Medford, OR – Oregon Attorney General Dan Rayfield announced a significant settlement with pharmaceutical companies AbbVie and Besins, totaling $9.25 million. The settlement resolves allegations that the companies engaged in anti-competitive practices to maintain a monopoly on testosterone replacement gels, thus keeping prices unnecessarily high for consumers, insurance companies, and Medicaid.
The core of the case centers around the companies’ use of “sham patent litigation” to block generic alternatives to their testosterone gel products. By preventing competition in the marketplace, AbbVie and Besins were accused of artificially inflating prices, ultimately leading to higher costs for both patients and public health programs.
Under the terms of the settlement, the companies will pay $6.2 million in disgorged profits and penalties, in addition to attorney fees. A portion of the funds will be allocated to Oregon Medicaid and to support the state’s consumer protection and antitrust divisions.

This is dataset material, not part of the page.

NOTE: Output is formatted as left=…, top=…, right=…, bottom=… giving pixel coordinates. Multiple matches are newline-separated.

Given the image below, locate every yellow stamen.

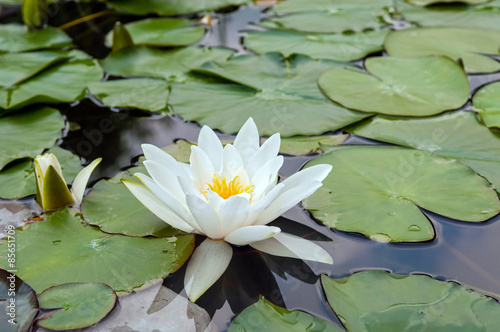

Rayfield criticized the pharmaceutical giants for employing “sneaky legal tricks” to stifle competition, calling it a direct attack on individuals struggling to afford their medications. “These are the sneaky legal tricks that pharmaceutical companies will use to keep drug prices high for as long as they can,” Rayfield said in a statement. “It’s unacceptable and a direct attack on people who are just trying to get by.”
This settlement follows a similar federal case in which the U.S. Supreme Court struck down a $448 million remedy. The high court’s decision removed a significant tool for recovering inflated profits, but Oregon remains one of the few states still equipped with the legal framework to pursue such remedies.
The resolution is seen as an important victory in the ongoing battle against inflated drug prices, with Rayfield’s office highlighting the state’s commitment to holding pharmaceutical companies accountable for their pricing strategies.